After the reformation the church forgot the corollary of obedience. Grace became data (or information) without being formation into disciples. Grace became the destination without a journey of becoming like Jesus. “I am saved so why bother to do anything?”
Bonhoeffer dissects this kind of thinking,
“If grace is God’s answer, the gift of Christian life, then we cannot for a moment dispense with following Christ. But if grace is the data for my Christian life, it means that I set out to live the Christian life in the world with all my sins justified beforehand. I can go and sin as much as I like, and rely on this grace to forgive me, for after all the world is justified in principle by grace. I can therefore cling to my bourgeois secular existence, and remain as I was before, but with the added assurance that the grace of God will cover me. It is under the influence of this kind of ‘grace’ that the world has been made ‘Christian,’ but at the cost of secularizing the Christian religion as never before. The antithesis between the Christian life and the life of bourgeois respectability is at an end. The Christian life comes to mean nothing more than living in the world and as the world, in being no different from the world, in fact, in being prohibited from being different from the world for the sake of grace.“
It is very sobering for me to ask how my bourgeois lifestyle is, in actual fact, interrogated by the rhythms of Jesus. If I have nothing that is interrogated might it be a sign that I’m living in the narrative of cheap grace?
In this part of the chapter Bonhoeffer makes a very useful distinction between what he calls grace as data and grace as the answer to the sum. He quotes Faust to illustrate this. Faust said that, “I now do see that we can do nothing new”. DB says that there is a vast difference between Faust’s statement made after a lifelong search for knowledge and a first year student making the same statement before studying for one exam.

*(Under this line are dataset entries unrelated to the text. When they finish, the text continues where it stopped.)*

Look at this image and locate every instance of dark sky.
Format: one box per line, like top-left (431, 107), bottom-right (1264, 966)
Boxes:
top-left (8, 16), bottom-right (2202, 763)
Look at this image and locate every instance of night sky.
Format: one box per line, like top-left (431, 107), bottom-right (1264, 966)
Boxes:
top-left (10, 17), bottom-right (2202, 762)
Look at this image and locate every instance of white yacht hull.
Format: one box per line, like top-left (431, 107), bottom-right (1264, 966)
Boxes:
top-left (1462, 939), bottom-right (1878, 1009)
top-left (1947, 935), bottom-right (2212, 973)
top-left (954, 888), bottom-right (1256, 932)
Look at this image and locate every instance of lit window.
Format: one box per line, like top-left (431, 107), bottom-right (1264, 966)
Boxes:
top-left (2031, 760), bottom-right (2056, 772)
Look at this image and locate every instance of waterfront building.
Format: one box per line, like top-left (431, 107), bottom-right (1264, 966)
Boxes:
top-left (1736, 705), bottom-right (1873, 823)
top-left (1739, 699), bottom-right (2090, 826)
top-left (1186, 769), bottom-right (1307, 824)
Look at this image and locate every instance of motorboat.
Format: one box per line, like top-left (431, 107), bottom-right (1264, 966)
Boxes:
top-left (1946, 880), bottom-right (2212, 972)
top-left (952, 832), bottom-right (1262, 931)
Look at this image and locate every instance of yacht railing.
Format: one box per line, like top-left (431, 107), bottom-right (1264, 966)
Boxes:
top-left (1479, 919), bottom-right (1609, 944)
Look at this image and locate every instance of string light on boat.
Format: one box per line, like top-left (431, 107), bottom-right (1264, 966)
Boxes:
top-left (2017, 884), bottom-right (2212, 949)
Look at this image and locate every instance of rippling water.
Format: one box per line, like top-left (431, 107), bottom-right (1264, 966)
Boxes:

Then DB makes the radical claim that,
“The only man who has the right to say that he is justified by grace alone is the man who has left all to follow Christ. Such a man knows that the call to discipleship is a gift of grace, and that the call is inseparable from the grace. But those who try to use this grace as a dispensation from following Christ are simply deceiving themselves.”
Grace is not the ending but the beginning and sustenance of a life of following Jesus.